Clean Water for All

Mar 19, 2019

By UCLA Samueli Newsroom

UCLA engineers developed the first reverse osmosis membrane, an important technology to clean water worldwide. That research legacy continues at the school.

Clean, useable water from dirty water? More than 50 years ago, that’s exactly what two UCLA engineers did for water technology by developing the world’s first practical reverse osmosis membrane.

Schematic of the first practical RO membrane, designed by Loeb and Sourirajan, from the U.S. patent filing.

Today, that legacy continues at the UCLA Samueli School of Engineering, with several faculty members leading research groups exploring cutting-edge clean water technologies. The longest-tenured among them is Yoram Cohen, a distinguished professor of chemical and biomolecular engineering who is internationally renowned for his water desalination and membrane technology research.

The concept of reverse osmosis is simple – brackish liquid water is pushed by pressure through a membrane that keeps the dissolved salts at bay and results in water that is now clean enough to drink.

It is called reverse osmosis (RO) because it is the opposite of a natural phenomenon, known as osmosis. Imagine two water streams with differing levels of salinity, and they are separated by a semi-permeable membrane. Water from the higher salinity stream will naturally move across the membrane into the fresher water stream – the process of osmosis – until the water on both sides reaches thermodynamic equilibrium.

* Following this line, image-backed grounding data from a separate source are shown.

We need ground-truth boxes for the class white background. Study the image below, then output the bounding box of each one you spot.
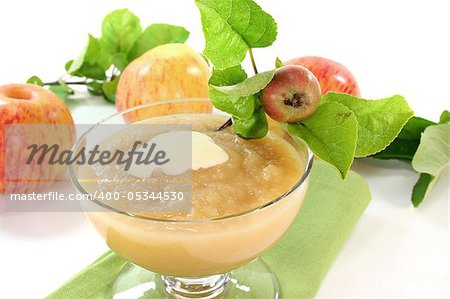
[0,0,449,298]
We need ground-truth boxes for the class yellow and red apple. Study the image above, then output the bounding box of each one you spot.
[116,43,212,122]
[0,84,75,194]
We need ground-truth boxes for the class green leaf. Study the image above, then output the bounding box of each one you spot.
[396,117,436,140]
[372,117,435,161]
[211,70,275,97]
[128,24,190,61]
[87,81,104,96]
[411,123,450,206]
[322,92,414,157]
[209,65,247,86]
[68,34,110,80]
[275,57,284,68]
[111,53,129,71]
[69,34,110,71]
[195,0,277,69]
[80,65,107,80]
[370,139,419,162]
[200,53,211,67]
[100,9,142,56]
[439,110,450,124]
[412,123,450,176]
[49,85,74,102]
[209,90,255,119]
[411,173,435,207]
[65,60,74,72]
[102,76,120,103]
[208,66,254,118]
[287,102,358,178]
[233,105,268,139]
[27,76,44,86]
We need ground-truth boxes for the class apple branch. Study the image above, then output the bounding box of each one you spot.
[249,48,259,75]
[217,48,260,131]
[44,80,87,86]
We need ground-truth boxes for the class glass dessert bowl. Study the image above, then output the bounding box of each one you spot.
[69,99,313,298]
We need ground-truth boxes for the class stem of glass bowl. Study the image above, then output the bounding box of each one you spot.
[161,273,230,298]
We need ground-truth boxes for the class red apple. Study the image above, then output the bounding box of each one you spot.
[116,44,212,123]
[285,56,361,97]
[0,84,75,194]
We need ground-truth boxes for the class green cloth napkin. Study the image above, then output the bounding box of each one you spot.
[46,160,371,299]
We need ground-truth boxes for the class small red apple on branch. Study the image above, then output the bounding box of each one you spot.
[264,56,360,134]
[262,65,321,123]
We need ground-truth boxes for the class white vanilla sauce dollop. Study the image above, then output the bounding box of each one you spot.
[127,131,229,179]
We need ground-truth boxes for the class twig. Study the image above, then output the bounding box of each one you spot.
[217,49,259,131]
[249,48,259,74]
[216,118,233,131]
[44,80,87,86]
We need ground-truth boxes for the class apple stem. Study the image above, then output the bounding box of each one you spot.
[217,48,260,131]
[249,48,259,75]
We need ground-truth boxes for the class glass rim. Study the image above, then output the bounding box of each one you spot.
[69,98,314,223]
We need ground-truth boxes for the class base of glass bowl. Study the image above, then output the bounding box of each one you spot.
[112,258,280,298]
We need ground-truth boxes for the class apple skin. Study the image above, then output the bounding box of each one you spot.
[285,56,361,97]
[0,84,75,194]
[261,65,321,123]
[116,43,212,123]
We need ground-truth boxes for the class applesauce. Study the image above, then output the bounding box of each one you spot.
[78,114,310,277]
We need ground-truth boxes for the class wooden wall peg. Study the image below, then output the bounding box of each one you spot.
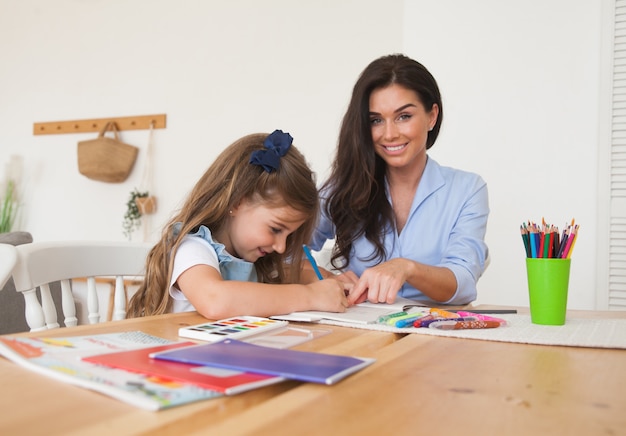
[33,114,166,135]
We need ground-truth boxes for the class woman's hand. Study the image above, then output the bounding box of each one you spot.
[347,258,458,305]
[347,258,411,305]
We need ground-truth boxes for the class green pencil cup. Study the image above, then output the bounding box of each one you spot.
[525,258,571,325]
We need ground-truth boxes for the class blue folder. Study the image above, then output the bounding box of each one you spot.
[150,339,375,385]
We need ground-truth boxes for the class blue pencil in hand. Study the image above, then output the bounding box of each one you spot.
[303,244,323,280]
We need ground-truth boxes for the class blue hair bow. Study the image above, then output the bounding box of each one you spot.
[249,129,293,173]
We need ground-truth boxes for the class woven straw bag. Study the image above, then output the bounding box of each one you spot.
[77,122,138,183]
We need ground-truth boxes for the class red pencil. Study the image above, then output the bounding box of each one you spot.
[566,225,579,259]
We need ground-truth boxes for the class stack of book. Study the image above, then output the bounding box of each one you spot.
[0,329,374,411]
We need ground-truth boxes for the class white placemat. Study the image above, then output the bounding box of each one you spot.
[316,315,626,349]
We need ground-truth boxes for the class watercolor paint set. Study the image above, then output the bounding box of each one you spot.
[179,316,289,342]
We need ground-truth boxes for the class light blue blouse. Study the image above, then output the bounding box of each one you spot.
[310,157,489,305]
[179,224,258,282]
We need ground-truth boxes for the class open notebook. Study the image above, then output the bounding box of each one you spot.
[271,297,426,324]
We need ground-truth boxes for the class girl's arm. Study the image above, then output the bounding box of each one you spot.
[177,264,348,319]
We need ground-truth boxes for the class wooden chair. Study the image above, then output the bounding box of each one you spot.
[11,241,151,332]
[0,243,17,289]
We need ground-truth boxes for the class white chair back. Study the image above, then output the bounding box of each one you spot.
[0,243,17,288]
[12,241,151,331]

But what if you could reverse that process? The result would produce clean, potable water from brackish water, from such sources such as from agriculture runoff, industrial wastewater, or even sea water.

Two UCLA engineering graduate students, Sidney Loeb and Srinivasa Sourirajan, made that process possible, with research starting in the late 1950s. The pair created the first practical RO membrane using cellulose acetate. They filed for a patent on the new membrane in 1960.

Following further refinement by Loeb, their groundbreaking RO membrane was first successfully demonstrated on a large-scale in 1965 at a water treatment plant in Coalinga in California’s Central Valley. The RO plant was operated by UCLA and remained online for seven years.

Today, reverse osmosis membrane technologies are used around the world, with about 65% of the world’s desalination operations using RO membranes where the availability of freshwater is scarce.

 Cohen’s laboratory is located on the same floor in Boelter Hall where the historic RO membrane was developed.

Today, Cohen and his students are developing a new generation of RO membranes using innovative nano-structured surface designs, as well as intelligent water desalination systems that optimize energy use.

Cohen

“RO membranes are a mature technology but advances in materials science over the past decade have opened up new avenues,” said Cohen, who is also a member of UCLA’s Institute of the Environment and Sustainability and the director of the Water Technology Research Center, or WaTeR. “The major challenge in membrane based desalination is to reduce the cost of water production, in particular in reducing membrane fouling, the buildup of mineral scale, and to further reduce the total energy consumption.”

One of Cohen’s advanced practical technologies is the Smart Integrated Membrane System, or SIMS. This mobile system fits into a standard cargo container and can purify contaminated groundwater into water clean enough to drink. SIMS, which can be operated remotely, can purify up to 35,000 gallons of agricultural drainage water per day, or enough for about 100 households. This same technology can be used to reduce the salinity of such water, so it can be reused for irrigation.

“From my perspective, clean water is not only a technology problem, it is also a significant societal problem,” he said. “In fact, in the future, it could be the most critical problem facing the state, as it already is for many places around the globe. I don’t just want to produce excellent research, but I want our advancements in science and technology to contribute to solving societal needs. This is why the WaTeR Center research team has been so actively involved here in California in developing intelligent distributed water desalination and purification systems and in solving water issues for disadvantaged communities.”

Cohen and his students are now at work in the Salinas Valley, the productive agricultural region that stretches from Monterey Bay in the north to King City in the south. They are working to deliver an RO-based technology to purify contaminated and saline local groundwater sources for disadvantaged communities, providing them with safe, potable water.

“In fact, with climate change, where we get our clean fresh water may dramatically shift,” Cohen said. “This is why desalination technologies could play a much larger role for the state’s water use than it has before.”

Cohen notes that going forward, it’s also important to look at water in the greater context of energy use and food production. This emerging concept is known as the water-energy-food nexus.

“How much energy does it take to produce and convey water to it use location?” he asked. “And how much water is required for energy and food production? These are major questions that require a great deal of intense research. And they are questions that researchers across UCLA and many others around the world, are working on.”